Jak Pietrzak (dziennikarz Puszkinowego Centrum Prasowego/warsztaty dziennikarskie)
IDĄC W PRZESZŁOŚĆ Z PASJĄ – WYWIAD Z MIESZKIEM SŁOPECKIM Z KLASY 101
Wielki pasjonat historii, laureat konkursu przedmiotowego, zainteresowany również strzelectwem. Rozmawiam dzisiaj z Mieszkiem Słopeckim – uczniem klasy 101 I LO w Gorzowie Wielkopolskim.
Jan: Od kiedy zajmujesz się historią?
Mieszko: Historią interesuję się w zasadzie od samego początku. Gdy byłem przedszkolakiem, byłem fanem dinozaurów, bardzo się nimi interesowałem, ale pod koniec przedszkola zacząłem się interesować historią ludzi.
Jan: Co sprawiło, że to właśnie historia jest Twoją pasją?
Mieszko: Sam nie wiem, wydaje mi się, że przeszłość jest bardziej interesująca od przyszłości.
Jan: Czy był jakiś nauczyciel, który choć trochę zniechęcił Cię do historii?
Mieszko: Nie, jeszcze na żadnego takiego nie natrafiłem.
Jan: Jak oceniasz lekcje historii na Puszkinie?
Mieszko: Bardzo dobrze, lekcje historii z Panem Szafrańskim są prowadzone w bardzo rozwijający, ale też i wesoły sposób. Naprawdę podobają mi się z nim zajęcia.
Jan: A jaki jest Twój ulubiony okres w dziejach?
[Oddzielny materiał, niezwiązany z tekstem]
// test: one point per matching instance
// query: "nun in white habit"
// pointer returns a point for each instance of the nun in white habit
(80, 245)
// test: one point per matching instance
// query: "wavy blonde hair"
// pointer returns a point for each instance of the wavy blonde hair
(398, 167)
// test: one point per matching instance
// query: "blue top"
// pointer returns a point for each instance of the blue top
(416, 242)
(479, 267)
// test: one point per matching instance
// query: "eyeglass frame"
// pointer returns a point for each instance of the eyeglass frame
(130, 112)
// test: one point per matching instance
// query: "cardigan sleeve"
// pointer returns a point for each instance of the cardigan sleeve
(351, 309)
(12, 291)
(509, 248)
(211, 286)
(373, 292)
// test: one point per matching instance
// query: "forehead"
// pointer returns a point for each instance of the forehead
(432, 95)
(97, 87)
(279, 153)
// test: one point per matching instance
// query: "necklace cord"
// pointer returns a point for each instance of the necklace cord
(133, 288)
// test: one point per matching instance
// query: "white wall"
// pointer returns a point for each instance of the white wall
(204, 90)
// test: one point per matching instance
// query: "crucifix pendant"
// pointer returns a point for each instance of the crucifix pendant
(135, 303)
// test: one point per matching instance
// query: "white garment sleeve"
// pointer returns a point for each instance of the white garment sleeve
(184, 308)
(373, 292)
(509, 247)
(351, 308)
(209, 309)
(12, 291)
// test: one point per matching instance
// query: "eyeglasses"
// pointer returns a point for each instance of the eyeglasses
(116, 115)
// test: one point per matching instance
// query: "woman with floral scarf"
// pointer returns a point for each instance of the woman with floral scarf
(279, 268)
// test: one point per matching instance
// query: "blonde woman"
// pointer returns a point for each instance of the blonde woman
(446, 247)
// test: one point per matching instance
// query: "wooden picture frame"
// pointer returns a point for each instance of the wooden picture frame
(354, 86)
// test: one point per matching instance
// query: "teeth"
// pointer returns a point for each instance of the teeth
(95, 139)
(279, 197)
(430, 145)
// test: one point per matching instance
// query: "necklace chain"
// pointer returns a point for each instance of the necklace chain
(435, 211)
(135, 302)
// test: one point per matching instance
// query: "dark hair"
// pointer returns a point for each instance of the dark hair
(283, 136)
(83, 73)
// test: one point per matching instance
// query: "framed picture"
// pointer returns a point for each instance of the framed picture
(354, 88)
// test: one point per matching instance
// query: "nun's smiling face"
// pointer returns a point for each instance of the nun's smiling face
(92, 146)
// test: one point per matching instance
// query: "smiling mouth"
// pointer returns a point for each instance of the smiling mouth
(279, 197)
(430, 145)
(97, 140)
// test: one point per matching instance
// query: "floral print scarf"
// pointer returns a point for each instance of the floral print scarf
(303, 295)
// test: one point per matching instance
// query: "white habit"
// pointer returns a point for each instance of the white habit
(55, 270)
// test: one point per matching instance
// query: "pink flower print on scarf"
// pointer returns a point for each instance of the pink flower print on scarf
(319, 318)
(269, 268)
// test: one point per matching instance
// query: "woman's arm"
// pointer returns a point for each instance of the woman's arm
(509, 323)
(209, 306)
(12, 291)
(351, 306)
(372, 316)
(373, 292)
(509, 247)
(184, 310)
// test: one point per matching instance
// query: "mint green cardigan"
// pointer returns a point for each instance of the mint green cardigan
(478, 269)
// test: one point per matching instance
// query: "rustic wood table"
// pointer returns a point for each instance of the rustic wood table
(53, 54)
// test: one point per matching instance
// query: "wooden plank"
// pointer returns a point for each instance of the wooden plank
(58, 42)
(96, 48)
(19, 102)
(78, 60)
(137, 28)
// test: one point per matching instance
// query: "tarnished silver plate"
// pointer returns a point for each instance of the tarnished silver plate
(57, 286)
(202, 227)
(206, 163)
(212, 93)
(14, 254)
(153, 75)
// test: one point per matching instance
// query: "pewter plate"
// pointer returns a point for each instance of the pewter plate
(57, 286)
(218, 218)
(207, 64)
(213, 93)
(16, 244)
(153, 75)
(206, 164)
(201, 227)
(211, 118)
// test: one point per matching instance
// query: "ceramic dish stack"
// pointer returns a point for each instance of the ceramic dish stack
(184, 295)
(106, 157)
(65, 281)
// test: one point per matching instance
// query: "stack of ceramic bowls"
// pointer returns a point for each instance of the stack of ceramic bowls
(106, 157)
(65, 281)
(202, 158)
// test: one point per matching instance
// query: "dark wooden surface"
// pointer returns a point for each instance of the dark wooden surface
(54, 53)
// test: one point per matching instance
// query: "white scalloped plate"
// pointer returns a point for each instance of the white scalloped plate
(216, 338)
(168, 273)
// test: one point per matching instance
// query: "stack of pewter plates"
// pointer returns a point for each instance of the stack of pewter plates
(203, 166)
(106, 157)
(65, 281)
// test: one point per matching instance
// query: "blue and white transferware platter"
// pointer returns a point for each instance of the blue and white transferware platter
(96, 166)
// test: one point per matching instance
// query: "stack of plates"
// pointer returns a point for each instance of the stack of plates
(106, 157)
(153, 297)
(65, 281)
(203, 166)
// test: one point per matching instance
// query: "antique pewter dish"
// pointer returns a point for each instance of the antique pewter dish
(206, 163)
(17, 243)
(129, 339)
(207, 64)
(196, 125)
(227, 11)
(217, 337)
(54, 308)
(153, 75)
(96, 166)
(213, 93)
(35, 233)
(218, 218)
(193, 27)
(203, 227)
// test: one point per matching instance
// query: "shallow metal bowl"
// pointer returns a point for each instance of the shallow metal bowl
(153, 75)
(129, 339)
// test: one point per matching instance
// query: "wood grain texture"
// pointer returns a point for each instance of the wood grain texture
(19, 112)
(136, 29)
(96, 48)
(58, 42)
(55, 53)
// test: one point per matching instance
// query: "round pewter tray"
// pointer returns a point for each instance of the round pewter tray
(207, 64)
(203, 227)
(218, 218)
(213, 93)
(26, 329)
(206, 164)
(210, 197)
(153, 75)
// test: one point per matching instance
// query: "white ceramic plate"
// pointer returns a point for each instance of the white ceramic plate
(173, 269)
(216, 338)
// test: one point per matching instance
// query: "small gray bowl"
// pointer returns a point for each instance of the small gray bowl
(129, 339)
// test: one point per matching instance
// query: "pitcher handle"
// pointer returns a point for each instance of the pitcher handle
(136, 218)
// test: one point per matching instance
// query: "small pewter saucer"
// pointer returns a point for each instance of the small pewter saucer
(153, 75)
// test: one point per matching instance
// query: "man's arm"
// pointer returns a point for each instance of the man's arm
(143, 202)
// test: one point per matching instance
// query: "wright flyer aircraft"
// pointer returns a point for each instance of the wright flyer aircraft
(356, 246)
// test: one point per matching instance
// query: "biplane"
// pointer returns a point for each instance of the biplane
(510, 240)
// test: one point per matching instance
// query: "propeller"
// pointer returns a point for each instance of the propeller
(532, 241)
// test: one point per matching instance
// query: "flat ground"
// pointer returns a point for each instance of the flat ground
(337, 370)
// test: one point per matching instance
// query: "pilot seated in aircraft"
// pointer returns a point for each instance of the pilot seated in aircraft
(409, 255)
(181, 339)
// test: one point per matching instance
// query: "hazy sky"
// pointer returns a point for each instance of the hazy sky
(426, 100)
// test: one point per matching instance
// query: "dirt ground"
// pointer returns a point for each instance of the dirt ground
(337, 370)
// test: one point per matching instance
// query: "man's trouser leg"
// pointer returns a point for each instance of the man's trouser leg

Mieszko: Najbliższy jest mi XIX i XX wiek, ponieważ według mnie było wtedy najwięcej interesujących zdarzeń. Z tym okresem głównie kojarzy się II wojna światowa. Sądzę, że jest mocno „oklepana” i chyba trochę za dużo się o niej mówi.
Jan: Interesujesz się również strzelectwem. Skąd akurat strzelectwo i od ilu lat to trwa?
Mieszko: Strzelać nauczył mnie mój tata, miałem wtedy bodajże 10 lat.
Jan: Z jakich broni już strzelałeś?
Mieszko: Pierwszą moją bronią była wiatrówka mojego dziadka, produkcji czechosłowackiej, teraz mam już własną, a także replikę ASG AK-47.
Jan: A może masz już jakieś sukcesy, osiągnięcia związane ze strzelectwem?
Mieszko: Nie, takowych na koncie nie mam.
Jan: I na koniec. Z czym wiążesz swoją przyszłość?
Mieszko: Teraz zastanawiam się nad stosunkami międzynarodowymi, archeologią lub historią.